Di hadapan Echidona yang pasti sudah tahu isi pikirannya, Subaru tetap memberikan klarifikasi yang sebenarnya tidak perlu.
"Demi meraih masa depan yang kuinginkan, meski aku harus membayarnya dengan nyawaku, aku pasti akan melakukannya. Untuk saat ini, paling tidak aku bisa tenang karena aku bisa terus kembali dari kematian asalkan aku masih waras. Kalau begitu, aku hanya perlu memeras semua tekad yang ada pada diri ini hingga mencapai batasnya."
"Menumpuk kematian demi membawa masa depan ke dalam jangkauanmu... itu bukanlah tekad yang bisa dimiliki oleh orang biasa."
"Aku sudah terlalu sering mati.... sebelum aku mengetahuinya, kepalaku pasti sudah jadi kacau."
Dia sama sekali tidak meremehkan kematian. Hanya saja, pengalaman kematian yang sudah menumpuk pada diri Subaru telah menguatkan keyakinannya menjadi sesuatu yang tak dapat diubah dan mengerikan.
Tak diragukan lagi, Subaru kini lebih takut dengan kematian dibandingkan sebelumnya.
Tapi meski begitu, Subaru tetap berniat memanfaatkan kematian itu. Sesederhana itulah pemikirannya.
Setelah menumpuk kematiannya dan menyaksikan akhir dunia, dia sadar apa yang jauh lebih menyakitkan dibandingkan kematiannya sendiri, itu adalah kematian orang-orang terdekatnya.
Jika itu bisa menyelamatkan mereka dari takdir mutlak kematian, tanpa ragu dia akan mencurahkan kehidupannya yang bisa digantikan.
Menelan semua rasa sakit, penderitaan, kengerian, dan mati demi bertahan hidup.
.... Itulah dasar dari tekad Subaru yang menyimpang.
"Jika satu-satunya hal yang harus kukorbankan adalah hatiku, maka aku akan dengan senang hati mengorbankannya. Return by Death memang benar-benar cocok dengan orang lemah yang selalu bergantung pada orang lain, ya?"
"......"
"Aku tadinya berharap kau akan menghiburku dengan 'Jangan merendahkan diri' atau semacamnya!?"
"Mengingat rintangan yang telah menunggumu di segala arah, aku tidak bisa mengatakannya begitu saja. Faktanya, jika kau ingin mengontrol situasi ini, takkan ada cara lain selain menggunakannya. Meskipun secara pribadi aku akan sangat kesal tidak punya pilihan selain bergantung pada Kecemburuan."
Fakta bahwa Echidona mampu menahan diri untuk tidak memberikan kata-kata pelipur lara dengan mudah, menunjukan kalau dia adalah tipe orang yang sangat mempertimbangkan keadaan.

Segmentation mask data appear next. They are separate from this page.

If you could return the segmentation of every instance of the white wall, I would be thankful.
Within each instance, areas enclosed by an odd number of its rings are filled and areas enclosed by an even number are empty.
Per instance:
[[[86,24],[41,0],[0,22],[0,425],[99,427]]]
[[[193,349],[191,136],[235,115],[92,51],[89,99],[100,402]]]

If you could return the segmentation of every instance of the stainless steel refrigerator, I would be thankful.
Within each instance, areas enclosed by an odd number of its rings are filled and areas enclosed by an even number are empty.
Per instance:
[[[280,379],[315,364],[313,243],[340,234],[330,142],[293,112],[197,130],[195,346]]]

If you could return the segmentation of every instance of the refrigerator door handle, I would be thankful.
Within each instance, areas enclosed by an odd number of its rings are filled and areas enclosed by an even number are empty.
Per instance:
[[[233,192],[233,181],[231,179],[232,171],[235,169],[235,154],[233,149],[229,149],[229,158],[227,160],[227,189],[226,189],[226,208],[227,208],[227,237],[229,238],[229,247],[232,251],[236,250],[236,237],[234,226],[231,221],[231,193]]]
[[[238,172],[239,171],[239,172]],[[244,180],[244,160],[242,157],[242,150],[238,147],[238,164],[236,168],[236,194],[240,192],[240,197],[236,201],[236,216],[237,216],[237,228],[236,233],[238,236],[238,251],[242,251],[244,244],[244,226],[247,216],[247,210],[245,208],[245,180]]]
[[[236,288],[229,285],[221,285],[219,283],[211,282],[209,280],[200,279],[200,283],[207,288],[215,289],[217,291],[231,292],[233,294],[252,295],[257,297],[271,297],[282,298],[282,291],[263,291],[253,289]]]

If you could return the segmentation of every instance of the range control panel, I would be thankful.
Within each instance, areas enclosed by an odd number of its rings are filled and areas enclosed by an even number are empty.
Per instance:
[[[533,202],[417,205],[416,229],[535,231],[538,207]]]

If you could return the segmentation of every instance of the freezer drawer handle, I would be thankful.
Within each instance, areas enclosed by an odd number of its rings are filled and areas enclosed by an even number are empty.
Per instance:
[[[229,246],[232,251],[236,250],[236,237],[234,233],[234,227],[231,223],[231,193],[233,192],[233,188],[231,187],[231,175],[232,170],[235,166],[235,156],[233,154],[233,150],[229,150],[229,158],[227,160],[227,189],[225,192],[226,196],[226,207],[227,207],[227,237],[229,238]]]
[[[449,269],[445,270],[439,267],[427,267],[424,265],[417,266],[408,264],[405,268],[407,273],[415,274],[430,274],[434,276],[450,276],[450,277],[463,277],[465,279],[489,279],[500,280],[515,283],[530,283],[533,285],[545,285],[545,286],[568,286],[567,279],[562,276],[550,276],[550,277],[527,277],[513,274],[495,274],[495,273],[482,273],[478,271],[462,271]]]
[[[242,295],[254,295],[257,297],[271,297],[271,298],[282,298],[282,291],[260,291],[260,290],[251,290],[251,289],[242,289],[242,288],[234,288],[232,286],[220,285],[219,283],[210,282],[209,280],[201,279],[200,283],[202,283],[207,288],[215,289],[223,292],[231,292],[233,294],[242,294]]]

Meski itu bukan dorongan yang kuat, Subaru bersyukur masih ada orang yang menyadarkannya seperti ini.
Bagaimanapun, mengetahui kalau jalan di depannya akan penuh dengan luka dan goresan, justru membuat jalan itu semakin layak untuk diambil.
"Pada akhirnya, yang bisa kulakukan hanyalah mengulangi Return by Death dan mencoba semua pilihan. Aku sangat tidak suka membayangkan banyaknya pengamalan menyakitkan yang akan kuhadapi di depan sana."
"......"
"Salah satu misteri yang perlu kupecahkan juga adalah, percobaan macam apa yang kau lakukan di Tanah Percobaan Sanctuary ini... kau mungkin tidak akan mau memberitahuku, iya kan?"
".... Tentu saja tidak. Sudah kubilang sebelumnya, kan? Aku tidak ingin kau merendahkanku."
Echidona menggelengkan kepalanya menanggapi pertanyaan Subaru, dan menolak permintaannya.
Menerima jawaban tersebut, "Kalau begitu, tak ada pilihan lain", Subaru melanjutkan dibarengi bunyi gemeretak dari tulang lehernya,
"Jika kau tidak mau memberitahuku, maka tak ada pilihan lain. Aku hanya perlu melangkah maju dan membuka semua rahasia yang ingin kau sembunyikan. Kau tidak akan menghentikanku, kan?"
"..... Jika kau memang ingin membukanya, maka tak ada yang bisa kulakukan. Kalau kau ingin membuka rahasiaku yang sangat kau benci, dan dengan paksa memamerkannya di bawah sinar matahari, maka satu-satunya pilihanku adalah menahannya."
"Kau membuatnya terdengar seolah aku berniat melakukan sesuatu yang buruk, jadi bisakah kau tidak berkata seperti itu?"
Pipi Echidona merona, dengan cepat ia langsung memalingkan wajahnya dari Subaru.
Subaru benar-benar tidak tahu apakah Echidona sengaja melakukan hal itu ataukah itu memang kepribadiannya. Yang jelas, dari apa yang bisa Subaru lihat melalui pesta teh ini, dia mungkin adalah gadis yang polos... Penyihir memang menakutkan.
Lalu, ketika ia hendak melanjutkan percakapan ini,
"Nnnh....."
Tiba-tiba, masih terduduk di kursinya, sensasi pusing menyerang Subaru. Sesuatu yang terasa seperti perasaan pening ketika seseorang berdiri terlalu cepat mengguncang kesadaran Subaru. Itu adalah,
"Sepertinya tubuhmu akan segera terbangun."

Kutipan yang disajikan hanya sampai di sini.